In testing a new drug, researchers found that 10% of all patients using it will have a mild side effect. A random sample of 14 patients using the drug is selected. Find the probability that:
(A) exactly two will have this mild side effect
(B) at least three will have this mild side effect.
Hmmmmmm.....not even sure....
No problem! Let's break it down step by step.
To solve these probabilities, we will use the binomial probability formula. The formula for finding the probability of exactly k successes in n trials is:
P(X = k) = (n choose k) * p^k * (1-p)^(n-k)
Where:
- P(X = k) is the probability of exactly k successes
- n is the total number of trials
- k is the number of successes
- p is the probability of success in a single trial
- (n choose k) is the binomial coefficient, which represents the number of ways to choose k successes from n trials
For part (A), we need to find the probability that exactly two patients from the sample of 14 will have the mild side effect. Given that 10% of all patients using the drug will have this side effect, the probability of success in a single trial (p) is 0.10.
Let's substitute these values into the formula:
P(X = 2) = (14 choose 2) * 0.10^2 * (1-0.10)^(14-2)
Now we can calculate it step by step:
P(X = 2) = (14! / (2! * (14-2)!)) * 0.10^2 * (0.90)^12
P(X = 2) = (14 * 13 / (2 * 1)) * 0.01 * 0.282429536
P(X = 2) = 91 * 0.00282429536
P(X = 2) ≈ 0.2572
So, the probability that exactly two patients will have the mild side effect is approximately 0.2572.
Now let's move on to part (B), which asks for the probability of at least three patients having the mild side effect. To find this probability, we need to calculate the sum of probabilities for three or more patients having the side effect.
We can start by finding the individual probabilities:
P(X ≥ 3) = P(X = 3) + P(X = 4) + ... + P(X = 14)
However, this might be a bit tedious to calculate manually, so we can simplify it by finding the complement of having fewer than three cases:
P(X ≥ 3) = 1 - [P(X = 0) + P(X = 1) + P(X = 2)]

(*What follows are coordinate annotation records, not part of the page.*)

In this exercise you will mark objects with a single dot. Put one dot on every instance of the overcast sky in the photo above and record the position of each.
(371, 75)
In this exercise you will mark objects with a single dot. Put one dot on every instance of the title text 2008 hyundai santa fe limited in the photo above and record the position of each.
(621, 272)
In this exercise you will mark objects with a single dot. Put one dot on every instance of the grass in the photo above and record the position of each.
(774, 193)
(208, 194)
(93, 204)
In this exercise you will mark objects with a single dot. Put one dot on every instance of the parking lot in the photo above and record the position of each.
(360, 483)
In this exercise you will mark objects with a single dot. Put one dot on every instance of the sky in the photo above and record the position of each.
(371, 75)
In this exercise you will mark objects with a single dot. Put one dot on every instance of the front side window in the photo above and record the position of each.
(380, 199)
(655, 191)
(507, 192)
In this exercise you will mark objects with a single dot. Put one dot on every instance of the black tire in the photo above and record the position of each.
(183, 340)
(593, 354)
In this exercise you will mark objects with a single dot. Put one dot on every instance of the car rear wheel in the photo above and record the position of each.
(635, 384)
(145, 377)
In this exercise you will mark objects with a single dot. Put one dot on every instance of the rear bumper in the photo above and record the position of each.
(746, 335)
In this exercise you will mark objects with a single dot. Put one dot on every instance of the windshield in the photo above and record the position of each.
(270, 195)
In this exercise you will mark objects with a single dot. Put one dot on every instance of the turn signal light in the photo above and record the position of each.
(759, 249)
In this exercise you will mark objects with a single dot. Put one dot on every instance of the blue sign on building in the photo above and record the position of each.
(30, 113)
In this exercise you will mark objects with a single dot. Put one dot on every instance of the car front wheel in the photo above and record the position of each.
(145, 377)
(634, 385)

Let's calculate it step by step:
P(X ≥ 3) = 1 - [P(X = 0) + P(X = 1) + P(X = 2)]
P(X ≥ 3) = 1 - [(14 choose 0) * 0.10^0 * (0.90)^14 + (14 choose 1) * 0.10^1 * (0.90)^13 + (14 choose 2) * 0.10^2 * (0.90)^12]

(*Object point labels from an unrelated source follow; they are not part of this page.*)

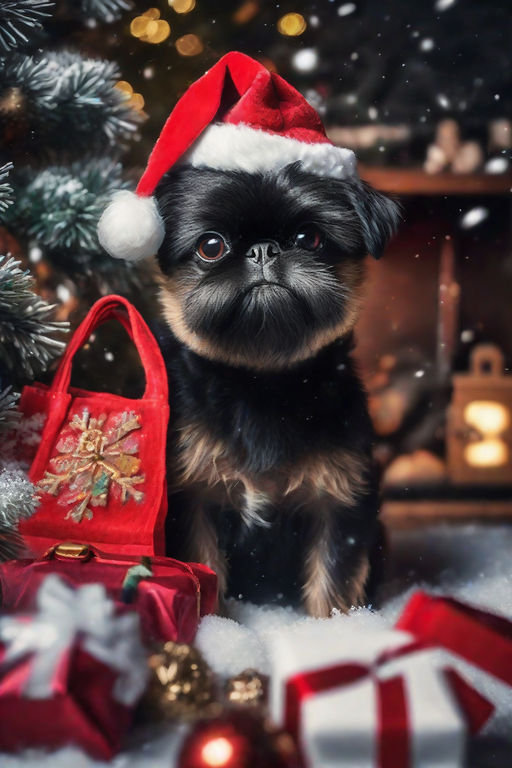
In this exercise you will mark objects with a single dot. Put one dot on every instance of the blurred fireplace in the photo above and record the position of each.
(439, 291)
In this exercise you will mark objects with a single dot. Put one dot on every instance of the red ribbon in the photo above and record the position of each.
(482, 639)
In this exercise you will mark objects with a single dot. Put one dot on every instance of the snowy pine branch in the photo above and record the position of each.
(20, 17)
(69, 102)
(60, 208)
(5, 188)
(26, 343)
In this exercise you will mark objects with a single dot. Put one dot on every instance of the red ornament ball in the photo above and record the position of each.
(237, 739)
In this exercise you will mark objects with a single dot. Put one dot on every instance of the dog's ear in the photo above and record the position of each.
(378, 214)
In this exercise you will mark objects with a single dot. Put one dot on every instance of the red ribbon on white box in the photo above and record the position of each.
(350, 703)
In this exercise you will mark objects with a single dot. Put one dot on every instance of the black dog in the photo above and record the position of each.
(261, 281)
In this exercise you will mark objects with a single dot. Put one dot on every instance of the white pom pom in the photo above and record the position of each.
(131, 227)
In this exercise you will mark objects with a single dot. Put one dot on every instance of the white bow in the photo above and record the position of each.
(64, 614)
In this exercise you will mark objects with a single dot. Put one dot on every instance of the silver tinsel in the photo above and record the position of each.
(9, 416)
(17, 502)
(26, 343)
(17, 499)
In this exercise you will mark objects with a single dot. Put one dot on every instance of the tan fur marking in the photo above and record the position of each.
(339, 474)
(321, 591)
(172, 289)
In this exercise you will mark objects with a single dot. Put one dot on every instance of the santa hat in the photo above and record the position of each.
(238, 116)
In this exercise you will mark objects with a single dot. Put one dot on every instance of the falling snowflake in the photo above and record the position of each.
(95, 460)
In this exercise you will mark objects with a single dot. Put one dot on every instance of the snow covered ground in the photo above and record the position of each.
(471, 562)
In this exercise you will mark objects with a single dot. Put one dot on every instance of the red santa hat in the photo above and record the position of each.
(238, 116)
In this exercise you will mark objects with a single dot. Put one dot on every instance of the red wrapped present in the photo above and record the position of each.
(100, 467)
(70, 674)
(169, 600)
(401, 698)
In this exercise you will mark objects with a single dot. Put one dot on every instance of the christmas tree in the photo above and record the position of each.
(63, 127)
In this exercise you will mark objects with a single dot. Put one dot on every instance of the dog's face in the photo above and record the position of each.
(263, 270)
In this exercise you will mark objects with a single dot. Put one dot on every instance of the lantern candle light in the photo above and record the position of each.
(480, 419)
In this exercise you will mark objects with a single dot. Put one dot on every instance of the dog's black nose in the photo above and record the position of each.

Now we can substitute and calculate:
P(X ≥ 3) = 1 - [1 * 1 * 0.282429536 + 14 * 0.10 * 0.282429536 + 91 * 0.01 * 0.282429536]
P(X ≥ 3) = 1 - [0.282429536 + 0.282429536 + 0.257229523]
P(X ≥ 3) = 1 - 0.822088595
P(X ≥ 3) ≈ 0.1779
Therefore, the probability that at least three patients will have the mild side effect is approximately 0.1779.
I hope this explanation helps! Let me know if you have any further questions.
No worries! Let's break down the problem and start by understanding some basic concepts.
In this scenario, we have a random sample of patients using a new drug, and we want to calculate the probability of certain events happening. To solve these types of probability problems, we typically use binomial probability.
Binomial probability is used when we have a fixed number of independent trials/outcomes (in this case, patients using the drug), and each trial can have one of two possible outcomes (in this case, either experiencing the mild side effect or not). We also assume that the probability of success (experiencing the side effect) remains constant for each trial.
Now, let's proceed to solve the problem.
(A) To find the probability that exactly two patients will have the mild side effect, we can use the binomial probability formula:
P(X = k) = (nCk) * p^k * (1 - p)^(n-k),
where n is the number of trials (sample size), k is the number of successes (patients experiencing the side effect), p is the probability of success (probability of having the side effect in this case), and nCk represents the number of combinations of n items taken k at a time.
In this case, n = 14 (sample size) and p = 0.10 (probability of each patient having the mild side effect).
Plugging these values into the formula, we get:
P(X = 2) = (14C2) * 0.10^2 * (1 - 0.10)^(14-2).
Calculating the expression, we find the probability that exactly two patients will have the mild side effect.
(B) To find the probability that at least three patients will have the mild side effect, we can calculate the complementary probability. That is, we find the probability that fewer than three patients will have the side effect and subtract it from 1.
So, P(X ≥ 3) = 1 - P(X < 3).
Using the binomial probability formula, we can calculate P(X < 3) by adding the probabilities of having zero and one patient with the side effect:
P(X<3) = P(X=0) + P(X=1) = (14C0) * 0.10^0 * (1 - 0.10)^(14-0) + (14C1) * 0.10^1 * (1 - 0.10)^(14-1).
Once we have that value, we can subtract it from 1 to find the probability that at least three patients will have the mild side effect.
I hope this explanation helps you understand how to calculate these probabilities!